The First Class section has gone completely so no more showers, no individual traveller pods. Instead this aircraft has a smaller 58-seat Business Class section at the rear of the upper deck, including a twin seats that couples or colleagues travelling together would appreciate in the middle of the Business Class cabin, and Economy seating to the front.
But the popular lounge and bar at the back of the aircraft has been enlarged, and there are two seating areas whereas in previous configurations you had to stand. Unfortunately Emirates’ new quilted leather Business Class seats have not yet made it on to this aircraft, remaining solely an item for the Boeing 777 at the moment.
Still the large, lie-flat seats are configured to allow for maximum privacy for individual travellers, except if you choose the twin seats where a divider can be lowered for conversation.
Emirates’ shift towards two-class travel does seem to have resulted in an upgrading of the Business Class to partly compensate for the loss of First Class with a better selection of main courses, drinks and chocolates.
Being in the top class available on the plane certainly meant I was very well looked after by six smiling staff. But then the Business Class was only carrying 27 passengers, despite this being high season for Mauritius.

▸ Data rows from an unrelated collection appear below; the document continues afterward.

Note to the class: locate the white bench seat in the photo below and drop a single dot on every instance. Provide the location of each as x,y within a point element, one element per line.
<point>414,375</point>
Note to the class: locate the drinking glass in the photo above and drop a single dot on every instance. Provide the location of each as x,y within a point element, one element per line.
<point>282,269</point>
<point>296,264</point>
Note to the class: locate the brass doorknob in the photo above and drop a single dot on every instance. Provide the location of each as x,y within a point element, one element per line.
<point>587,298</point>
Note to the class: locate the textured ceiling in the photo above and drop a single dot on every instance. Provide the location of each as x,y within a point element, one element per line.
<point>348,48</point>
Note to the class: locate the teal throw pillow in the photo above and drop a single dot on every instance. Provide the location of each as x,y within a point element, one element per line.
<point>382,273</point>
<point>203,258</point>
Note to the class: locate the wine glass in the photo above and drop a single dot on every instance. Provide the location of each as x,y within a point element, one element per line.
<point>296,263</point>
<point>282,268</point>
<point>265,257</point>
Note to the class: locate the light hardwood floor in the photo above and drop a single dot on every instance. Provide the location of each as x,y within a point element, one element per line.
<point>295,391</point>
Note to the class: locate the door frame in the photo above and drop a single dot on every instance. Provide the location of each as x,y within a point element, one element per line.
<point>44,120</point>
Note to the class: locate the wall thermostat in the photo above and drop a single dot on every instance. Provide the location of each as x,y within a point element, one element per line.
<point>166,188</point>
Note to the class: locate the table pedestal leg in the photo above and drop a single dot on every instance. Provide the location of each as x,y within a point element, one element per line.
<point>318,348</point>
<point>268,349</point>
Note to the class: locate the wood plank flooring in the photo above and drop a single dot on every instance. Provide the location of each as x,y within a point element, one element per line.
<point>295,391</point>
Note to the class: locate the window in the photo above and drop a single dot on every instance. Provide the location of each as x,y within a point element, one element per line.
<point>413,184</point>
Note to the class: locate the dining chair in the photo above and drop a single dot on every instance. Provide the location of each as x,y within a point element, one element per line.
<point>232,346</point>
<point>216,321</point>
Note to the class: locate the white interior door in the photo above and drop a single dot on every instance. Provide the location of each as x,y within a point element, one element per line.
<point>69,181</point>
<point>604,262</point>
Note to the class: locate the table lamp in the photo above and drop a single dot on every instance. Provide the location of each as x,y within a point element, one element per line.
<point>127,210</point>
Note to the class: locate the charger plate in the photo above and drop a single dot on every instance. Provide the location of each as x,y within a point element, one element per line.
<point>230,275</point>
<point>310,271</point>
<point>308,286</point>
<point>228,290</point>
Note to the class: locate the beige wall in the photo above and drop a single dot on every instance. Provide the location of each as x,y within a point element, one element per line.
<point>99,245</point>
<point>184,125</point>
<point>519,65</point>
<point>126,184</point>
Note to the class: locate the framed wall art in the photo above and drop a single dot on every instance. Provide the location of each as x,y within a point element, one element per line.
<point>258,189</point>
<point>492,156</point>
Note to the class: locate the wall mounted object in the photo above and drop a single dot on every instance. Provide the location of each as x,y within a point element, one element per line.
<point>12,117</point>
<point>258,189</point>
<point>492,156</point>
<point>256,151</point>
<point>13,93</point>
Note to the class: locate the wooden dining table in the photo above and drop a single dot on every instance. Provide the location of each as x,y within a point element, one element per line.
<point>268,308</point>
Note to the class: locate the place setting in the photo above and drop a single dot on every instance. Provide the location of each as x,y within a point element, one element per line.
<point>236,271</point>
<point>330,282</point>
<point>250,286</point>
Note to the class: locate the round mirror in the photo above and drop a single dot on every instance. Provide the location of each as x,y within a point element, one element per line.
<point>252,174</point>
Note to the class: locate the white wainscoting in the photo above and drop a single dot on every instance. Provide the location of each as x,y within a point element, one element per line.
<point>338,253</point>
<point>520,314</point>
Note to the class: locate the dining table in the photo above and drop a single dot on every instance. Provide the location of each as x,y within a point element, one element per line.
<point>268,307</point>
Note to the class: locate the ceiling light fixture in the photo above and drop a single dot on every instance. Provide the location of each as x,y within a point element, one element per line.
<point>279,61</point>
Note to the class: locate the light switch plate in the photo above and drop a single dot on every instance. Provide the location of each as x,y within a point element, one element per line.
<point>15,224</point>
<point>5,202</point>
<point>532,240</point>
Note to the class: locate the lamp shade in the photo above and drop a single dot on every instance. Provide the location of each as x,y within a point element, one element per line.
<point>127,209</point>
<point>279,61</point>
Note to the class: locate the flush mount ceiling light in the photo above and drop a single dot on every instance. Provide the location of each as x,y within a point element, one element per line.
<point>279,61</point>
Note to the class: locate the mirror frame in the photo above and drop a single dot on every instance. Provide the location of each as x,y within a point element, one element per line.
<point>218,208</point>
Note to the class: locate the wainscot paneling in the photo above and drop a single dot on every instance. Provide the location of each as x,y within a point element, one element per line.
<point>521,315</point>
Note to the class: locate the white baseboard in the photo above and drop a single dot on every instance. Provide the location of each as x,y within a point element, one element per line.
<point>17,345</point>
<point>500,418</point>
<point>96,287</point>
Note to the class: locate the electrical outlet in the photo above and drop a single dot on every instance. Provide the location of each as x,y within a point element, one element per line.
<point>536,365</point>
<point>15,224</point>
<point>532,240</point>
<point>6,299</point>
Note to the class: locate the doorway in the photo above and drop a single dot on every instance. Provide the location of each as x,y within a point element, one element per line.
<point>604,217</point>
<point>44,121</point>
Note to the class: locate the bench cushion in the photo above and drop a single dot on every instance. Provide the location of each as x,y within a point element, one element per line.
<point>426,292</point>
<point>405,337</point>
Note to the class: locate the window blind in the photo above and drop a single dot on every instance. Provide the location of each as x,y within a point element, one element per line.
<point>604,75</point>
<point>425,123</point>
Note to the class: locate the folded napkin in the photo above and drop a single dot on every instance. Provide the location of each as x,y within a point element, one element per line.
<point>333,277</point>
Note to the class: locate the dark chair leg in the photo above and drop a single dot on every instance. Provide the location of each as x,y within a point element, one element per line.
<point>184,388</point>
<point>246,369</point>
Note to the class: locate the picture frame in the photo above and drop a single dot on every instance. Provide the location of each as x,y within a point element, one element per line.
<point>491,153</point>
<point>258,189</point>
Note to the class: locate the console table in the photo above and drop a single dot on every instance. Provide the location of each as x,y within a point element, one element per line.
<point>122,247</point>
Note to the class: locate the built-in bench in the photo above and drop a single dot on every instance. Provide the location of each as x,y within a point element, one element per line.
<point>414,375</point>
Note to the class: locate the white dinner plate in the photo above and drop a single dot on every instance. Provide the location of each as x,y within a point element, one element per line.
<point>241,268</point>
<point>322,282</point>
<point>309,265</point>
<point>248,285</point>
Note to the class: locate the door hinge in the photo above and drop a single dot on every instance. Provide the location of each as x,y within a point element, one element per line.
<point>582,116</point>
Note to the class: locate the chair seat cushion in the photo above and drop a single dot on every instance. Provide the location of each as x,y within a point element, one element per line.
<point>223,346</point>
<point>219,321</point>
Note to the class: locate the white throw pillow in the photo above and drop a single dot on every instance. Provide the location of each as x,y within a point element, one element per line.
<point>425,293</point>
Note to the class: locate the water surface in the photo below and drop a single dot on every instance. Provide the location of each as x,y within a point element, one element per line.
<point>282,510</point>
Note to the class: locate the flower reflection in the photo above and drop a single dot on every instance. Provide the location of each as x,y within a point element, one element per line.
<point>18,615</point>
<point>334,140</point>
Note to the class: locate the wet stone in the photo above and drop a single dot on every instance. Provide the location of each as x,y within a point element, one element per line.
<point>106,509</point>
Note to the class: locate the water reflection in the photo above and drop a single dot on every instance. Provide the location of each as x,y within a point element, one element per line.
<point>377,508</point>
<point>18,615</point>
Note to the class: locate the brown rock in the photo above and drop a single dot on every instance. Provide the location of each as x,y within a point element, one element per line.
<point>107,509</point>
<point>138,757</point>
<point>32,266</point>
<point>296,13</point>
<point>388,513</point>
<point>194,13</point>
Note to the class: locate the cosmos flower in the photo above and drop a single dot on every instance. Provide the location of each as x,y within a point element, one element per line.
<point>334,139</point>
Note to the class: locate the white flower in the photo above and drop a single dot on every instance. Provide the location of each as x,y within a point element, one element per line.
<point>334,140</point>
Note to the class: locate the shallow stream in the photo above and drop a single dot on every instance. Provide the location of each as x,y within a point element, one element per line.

My driver from the airport told me this is quite normal at the moment due to the economic downturn in Asia and Europe. The huge Business Class lounge across the top of Emirates’ dedicated Terminal Three at Dubai International Airport did seem a lot quieter than the last time I passed through.
However, that only made boarding the flight even more efficient. I walked 50 metres from the limo drop-off to a check-in with no queue, and then headed through a perfectly working Smart Gate, and unobtrusive security scan, up to the lounge.
The only small glitch came as we boarded the aircraft from the lounge and the elevator would not stop at the correct level to enter the upper deck, and I had to take an escalator back up.
These days you can easily check the menu for your flight online in advance, and it was as advertised although my seat 15A was too far down the plane for the beef filet that was all gone before the cabin staff reached my seat.
Still the five-course Emirates lunch did not disappoint otherwise, and the mixed grill was delicious as a main to the Arabic mezze starter and cheese platter to finish.
The Business Class seat was also ideal for getting work done with its multi-plug adaptor and plenty of space to spread out, and nobody looking over your shoulder. If you require other distractions then the award-winning ICE entertainment system is at your disposal with more than a thousand films and many recent releases.
In addition to at-seat dinner, the lounge at the back has comprehensive range of sandwiches, sushi and other snacks. I was first off the aircraft in Mauritius and breezed through Sir Seewoosager Ramgoolam International Airport in under 10 minutes.
Flying Business Class does not get much better than this.